Log Files

/var/adm/utmp

Contains information about who is currently logged in and is read by the who command. Do not trim or remove this file unless it becomes corrupt. Replaced by /var/adm/utmpx in Solaris 9.

Do not touch this file unless the who command gives corrupt output, in which case you can empty it (all users should be logged off first).

cp /dev/null /var/adm/utmp

/var/adm/wtmp

This contains an accumulative log of all users who have logged in. It is not a text file, but can be viewed using the who command (who /var/adm/wtmp). When users log in, they are added to both the utmp file and wtmp file. When they log out, they are removed from the utmp file but not wtmp. This file can grow very large if left unchecked. This file is being phased out to be replaced by wtmpx.

Empty the file when required.

cp /dev/null /var/adm/wtmp

/var/adm/wtmpx

This log file is similar to the wtmp file (and Solaris 9 has completely replaced it) in that it holds accumulated login information and is not a text file. It is read by the last command.

Empty the file when required.

cp /dev/null /var/adm/wtmpx

/var/adm/sulog

This is a text file containing a record of all attempts made by users to switch to another user's ID. The entry will contain a "+" if the attempt succeeded or a "-" if it failed. This should be looked through on a regular basis for anything suspicious, such as a user gaining access to root that shouldn't (see Chapter 1, "The System Administrator's Role").
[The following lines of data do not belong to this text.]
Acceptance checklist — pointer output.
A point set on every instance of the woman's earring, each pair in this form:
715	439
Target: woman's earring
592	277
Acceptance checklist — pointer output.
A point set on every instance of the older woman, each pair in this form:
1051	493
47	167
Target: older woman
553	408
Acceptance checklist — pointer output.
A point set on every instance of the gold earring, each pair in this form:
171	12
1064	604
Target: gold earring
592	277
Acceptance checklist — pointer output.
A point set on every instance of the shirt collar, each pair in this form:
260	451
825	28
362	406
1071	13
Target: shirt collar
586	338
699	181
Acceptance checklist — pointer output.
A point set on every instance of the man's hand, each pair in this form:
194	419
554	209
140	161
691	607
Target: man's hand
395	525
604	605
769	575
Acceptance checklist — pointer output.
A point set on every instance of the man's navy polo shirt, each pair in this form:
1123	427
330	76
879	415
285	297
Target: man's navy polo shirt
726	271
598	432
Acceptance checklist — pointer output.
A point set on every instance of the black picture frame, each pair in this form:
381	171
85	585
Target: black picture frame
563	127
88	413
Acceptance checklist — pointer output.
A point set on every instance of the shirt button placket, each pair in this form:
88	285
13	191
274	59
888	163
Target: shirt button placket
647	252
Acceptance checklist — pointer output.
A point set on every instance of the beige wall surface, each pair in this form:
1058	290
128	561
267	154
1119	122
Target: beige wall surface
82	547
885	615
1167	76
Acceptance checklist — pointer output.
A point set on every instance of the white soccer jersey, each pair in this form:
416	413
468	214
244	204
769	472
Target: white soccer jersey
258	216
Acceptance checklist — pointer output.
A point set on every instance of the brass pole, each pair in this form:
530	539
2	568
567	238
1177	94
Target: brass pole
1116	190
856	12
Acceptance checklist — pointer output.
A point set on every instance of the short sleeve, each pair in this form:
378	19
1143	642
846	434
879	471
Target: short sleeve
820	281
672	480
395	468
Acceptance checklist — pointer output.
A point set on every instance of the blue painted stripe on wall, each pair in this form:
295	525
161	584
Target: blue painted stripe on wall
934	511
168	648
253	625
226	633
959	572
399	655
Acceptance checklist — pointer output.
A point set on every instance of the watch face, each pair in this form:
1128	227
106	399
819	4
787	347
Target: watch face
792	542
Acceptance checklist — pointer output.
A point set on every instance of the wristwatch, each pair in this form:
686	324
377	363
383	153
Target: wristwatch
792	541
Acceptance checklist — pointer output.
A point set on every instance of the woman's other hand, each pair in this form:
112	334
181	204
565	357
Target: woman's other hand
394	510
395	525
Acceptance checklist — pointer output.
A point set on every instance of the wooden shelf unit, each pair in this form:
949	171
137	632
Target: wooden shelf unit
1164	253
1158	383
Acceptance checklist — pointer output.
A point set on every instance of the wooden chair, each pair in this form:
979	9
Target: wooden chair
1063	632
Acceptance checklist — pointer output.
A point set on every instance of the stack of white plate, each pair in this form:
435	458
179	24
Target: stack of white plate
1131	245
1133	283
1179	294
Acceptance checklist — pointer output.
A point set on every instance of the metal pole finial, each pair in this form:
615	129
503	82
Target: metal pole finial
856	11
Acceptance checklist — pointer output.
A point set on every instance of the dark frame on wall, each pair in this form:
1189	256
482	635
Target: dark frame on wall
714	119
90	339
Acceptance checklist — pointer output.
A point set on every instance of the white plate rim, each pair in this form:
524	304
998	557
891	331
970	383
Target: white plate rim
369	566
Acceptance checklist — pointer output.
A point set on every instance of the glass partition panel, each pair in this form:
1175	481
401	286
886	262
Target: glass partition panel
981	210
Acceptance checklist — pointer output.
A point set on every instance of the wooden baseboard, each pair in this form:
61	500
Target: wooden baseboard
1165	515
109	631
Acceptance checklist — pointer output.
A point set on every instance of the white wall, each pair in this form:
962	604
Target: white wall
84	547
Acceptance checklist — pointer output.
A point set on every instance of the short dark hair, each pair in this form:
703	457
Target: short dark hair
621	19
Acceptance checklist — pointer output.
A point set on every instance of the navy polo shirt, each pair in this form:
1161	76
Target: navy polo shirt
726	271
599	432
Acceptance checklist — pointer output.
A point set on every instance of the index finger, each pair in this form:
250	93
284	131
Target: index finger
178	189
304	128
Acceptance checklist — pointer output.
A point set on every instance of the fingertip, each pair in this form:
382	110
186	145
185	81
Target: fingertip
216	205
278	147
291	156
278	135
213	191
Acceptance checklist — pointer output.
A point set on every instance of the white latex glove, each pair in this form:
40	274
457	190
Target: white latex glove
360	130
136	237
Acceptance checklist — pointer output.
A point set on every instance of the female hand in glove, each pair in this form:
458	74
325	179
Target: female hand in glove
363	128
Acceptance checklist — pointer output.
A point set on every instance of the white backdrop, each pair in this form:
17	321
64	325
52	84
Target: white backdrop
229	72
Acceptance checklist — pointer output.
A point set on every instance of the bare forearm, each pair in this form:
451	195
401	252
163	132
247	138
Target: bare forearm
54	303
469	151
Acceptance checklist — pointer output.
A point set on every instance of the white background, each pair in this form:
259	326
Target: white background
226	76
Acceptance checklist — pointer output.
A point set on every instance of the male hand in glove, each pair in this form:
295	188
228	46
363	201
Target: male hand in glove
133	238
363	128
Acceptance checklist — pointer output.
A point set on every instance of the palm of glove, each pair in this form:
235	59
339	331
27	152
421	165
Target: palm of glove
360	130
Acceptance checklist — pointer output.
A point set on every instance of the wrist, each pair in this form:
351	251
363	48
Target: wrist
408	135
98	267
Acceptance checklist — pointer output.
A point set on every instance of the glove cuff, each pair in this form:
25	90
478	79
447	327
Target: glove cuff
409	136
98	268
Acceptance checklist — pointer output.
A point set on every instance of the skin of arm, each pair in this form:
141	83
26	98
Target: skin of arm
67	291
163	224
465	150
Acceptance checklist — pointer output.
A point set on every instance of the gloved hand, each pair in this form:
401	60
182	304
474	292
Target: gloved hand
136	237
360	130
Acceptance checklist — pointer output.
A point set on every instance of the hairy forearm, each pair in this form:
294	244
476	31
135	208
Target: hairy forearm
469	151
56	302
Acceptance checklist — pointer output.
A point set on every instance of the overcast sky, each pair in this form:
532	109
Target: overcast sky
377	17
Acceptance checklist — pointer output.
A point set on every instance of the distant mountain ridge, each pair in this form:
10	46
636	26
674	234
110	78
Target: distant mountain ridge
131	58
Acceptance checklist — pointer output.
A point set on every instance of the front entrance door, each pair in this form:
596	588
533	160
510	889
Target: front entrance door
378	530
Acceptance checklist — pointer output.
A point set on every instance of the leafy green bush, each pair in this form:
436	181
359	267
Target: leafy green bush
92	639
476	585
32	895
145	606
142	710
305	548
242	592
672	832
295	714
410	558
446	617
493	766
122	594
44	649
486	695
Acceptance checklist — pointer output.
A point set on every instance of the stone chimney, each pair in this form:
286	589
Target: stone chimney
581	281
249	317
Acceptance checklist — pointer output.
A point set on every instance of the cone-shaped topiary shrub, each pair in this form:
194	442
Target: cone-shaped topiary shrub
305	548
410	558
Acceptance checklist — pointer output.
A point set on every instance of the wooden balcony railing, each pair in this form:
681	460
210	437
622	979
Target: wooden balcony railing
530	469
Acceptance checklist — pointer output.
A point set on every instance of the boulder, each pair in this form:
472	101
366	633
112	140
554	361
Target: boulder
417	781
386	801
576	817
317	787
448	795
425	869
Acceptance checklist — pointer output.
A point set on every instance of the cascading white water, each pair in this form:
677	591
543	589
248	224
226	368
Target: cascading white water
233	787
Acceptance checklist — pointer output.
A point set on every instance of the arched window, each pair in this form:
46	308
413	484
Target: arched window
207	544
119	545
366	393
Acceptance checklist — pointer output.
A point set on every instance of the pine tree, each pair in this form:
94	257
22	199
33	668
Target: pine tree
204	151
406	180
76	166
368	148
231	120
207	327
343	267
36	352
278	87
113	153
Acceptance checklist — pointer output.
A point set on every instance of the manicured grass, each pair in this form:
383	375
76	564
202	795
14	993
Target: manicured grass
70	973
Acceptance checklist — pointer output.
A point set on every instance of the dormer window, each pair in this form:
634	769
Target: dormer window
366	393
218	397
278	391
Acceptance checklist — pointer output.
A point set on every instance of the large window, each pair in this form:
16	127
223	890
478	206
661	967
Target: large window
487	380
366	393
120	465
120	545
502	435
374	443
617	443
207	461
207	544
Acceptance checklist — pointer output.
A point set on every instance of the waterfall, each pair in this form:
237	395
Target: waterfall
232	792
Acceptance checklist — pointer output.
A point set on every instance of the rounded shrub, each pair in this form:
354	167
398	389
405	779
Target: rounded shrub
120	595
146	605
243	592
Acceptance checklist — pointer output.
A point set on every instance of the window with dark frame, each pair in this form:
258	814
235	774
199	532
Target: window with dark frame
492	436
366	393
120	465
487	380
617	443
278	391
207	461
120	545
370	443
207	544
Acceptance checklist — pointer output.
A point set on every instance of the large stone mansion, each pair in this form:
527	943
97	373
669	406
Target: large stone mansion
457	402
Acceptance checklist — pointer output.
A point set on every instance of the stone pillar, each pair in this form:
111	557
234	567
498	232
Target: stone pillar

This file can either be emptied or you could remove all but the last "X" number of lines.

If you wish to keep a long history of login attempts, this file can be rotated as shown in the housekeeping script at the end of this chapter.

/var/adm/messages

This text file is very important to the system administrator. It contains information on a variety of system events.

Solaris automatically rotates this file, so it should not need any special treatment.